Veteran cosmonaut Yuri Usachev took command of the complex late Sunday as he and two American flight engineers -- Susan Helms and Jim Voss -- set sail on the second station expedition, a planned four-and-a-half month outpost tour.

"This is a pretty monumental event: the exchange of the Expedition One crew with the Expedition Two crew," said NASA deputy project manager Bill Gerstenmaier.

Added NASA flight director Wayne Hale: "It's a page in history."

With the world's only other space station -- Mir -- due for a fiery finale this week, the Expedition Two crew is embarking on a mission aimed at prepping the new international outpost for further construction.

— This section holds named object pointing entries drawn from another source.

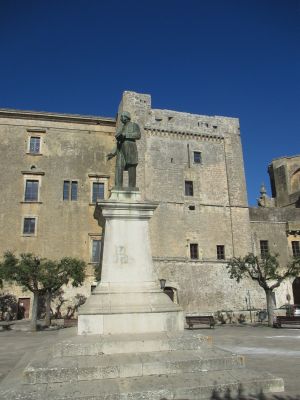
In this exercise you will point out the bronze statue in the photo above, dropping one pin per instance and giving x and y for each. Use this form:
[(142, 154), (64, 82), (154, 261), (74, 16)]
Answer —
[(126, 150)]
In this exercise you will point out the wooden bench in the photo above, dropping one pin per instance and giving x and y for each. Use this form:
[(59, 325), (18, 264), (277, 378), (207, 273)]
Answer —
[(192, 320), (292, 320), (6, 325)]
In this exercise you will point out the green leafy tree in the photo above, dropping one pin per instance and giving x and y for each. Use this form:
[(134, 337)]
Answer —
[(42, 277), (266, 271)]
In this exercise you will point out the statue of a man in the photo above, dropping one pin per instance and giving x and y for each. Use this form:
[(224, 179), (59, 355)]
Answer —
[(126, 150)]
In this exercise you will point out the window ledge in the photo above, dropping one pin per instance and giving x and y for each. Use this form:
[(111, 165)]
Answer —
[(31, 202)]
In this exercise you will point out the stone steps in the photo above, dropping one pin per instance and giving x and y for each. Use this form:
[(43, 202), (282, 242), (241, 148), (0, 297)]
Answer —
[(81, 368), (131, 343), (182, 365), (192, 386)]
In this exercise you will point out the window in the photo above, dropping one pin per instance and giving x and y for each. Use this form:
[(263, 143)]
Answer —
[(31, 190), (189, 190), (29, 226), (34, 144), (197, 157), (98, 191), (220, 252), (96, 250), (296, 248), (264, 248), (194, 251), (70, 190)]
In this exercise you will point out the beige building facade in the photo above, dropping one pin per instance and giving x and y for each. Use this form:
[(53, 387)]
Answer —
[(55, 168)]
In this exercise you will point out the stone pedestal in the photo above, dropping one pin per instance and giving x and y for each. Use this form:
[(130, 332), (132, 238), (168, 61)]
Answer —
[(128, 299)]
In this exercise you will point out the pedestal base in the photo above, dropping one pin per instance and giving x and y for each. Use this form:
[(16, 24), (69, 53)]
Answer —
[(128, 299), (103, 324)]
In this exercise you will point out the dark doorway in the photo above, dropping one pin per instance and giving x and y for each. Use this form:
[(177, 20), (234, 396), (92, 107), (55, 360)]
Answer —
[(296, 291), (23, 307)]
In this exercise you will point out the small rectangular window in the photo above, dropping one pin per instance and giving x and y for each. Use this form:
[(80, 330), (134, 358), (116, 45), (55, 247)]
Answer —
[(197, 157), (220, 252), (70, 190), (96, 250), (98, 191), (264, 248), (189, 190), (296, 248), (35, 144), (74, 189), (29, 226), (66, 190), (194, 251), (31, 190)]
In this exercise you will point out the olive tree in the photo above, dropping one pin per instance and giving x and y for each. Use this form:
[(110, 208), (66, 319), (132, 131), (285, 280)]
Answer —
[(40, 276), (266, 271)]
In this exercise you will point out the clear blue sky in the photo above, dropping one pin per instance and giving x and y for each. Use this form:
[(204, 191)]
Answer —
[(236, 58)]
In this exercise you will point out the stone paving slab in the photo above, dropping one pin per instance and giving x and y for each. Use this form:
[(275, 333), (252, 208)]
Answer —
[(183, 386), (129, 343), (129, 365)]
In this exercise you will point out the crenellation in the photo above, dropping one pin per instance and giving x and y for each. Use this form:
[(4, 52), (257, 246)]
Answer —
[(175, 148)]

The first order of business: Finishing up the activation of sophisticated computer workstations critical to controlling the station's Canadian-built robot arm, which is to be delivered to the outpost by a visiting shuttle crew next month.

The 57-foot (17-meter) construction crane will play a key role in almost all future assembly work at the growing outpost.

"It's extremely important to the future of the space station," said Voss. "It's what's going to allow us to construct the greater portion of the station from now on."

Also on tap this week: The activation of a dish-shaped antenna designed to send back high-quality audio and video signals through NASA relay satellites.

Set up by spacewalking assembly workers last October, the Ku-band antenna will reduce reliance on widespread Russian ground stations and replace a comparatively primitive U.S. communications system aboard the outpost.

What's more, the antenna will enable the new station crew to beam back reams of scientific data, a capability key to starting up research aboard the outpost.

All that work is scheduled to pick up Wednesday as Shepherd and his crew -- which includes cosmonauts Yuri Gidzenko and Sergei Krikalev -- head for a 12:56 a.m. EST (05:56 GMT) landing here at Kennedy Space Center.

Weather permitting, that is.

The early forecast calls for a chance of high winds and rain showers, conditions which might prompt mission managers to keep Discovery, its four astronauts, and the Expedition One crew aloft for at least an extra day.

Once back on Earth, Shepherd and company face several months of physical therapy as their bodies readapt to life in normal gravity. Space medicine specialists expect them to be weak and woozy after at least 141 days in weightlessness, and even walking will be a chore.

Said NASA flight surgeon Terry Taddeo: "It's going to be as if they are encountering gravity all over again for the first time."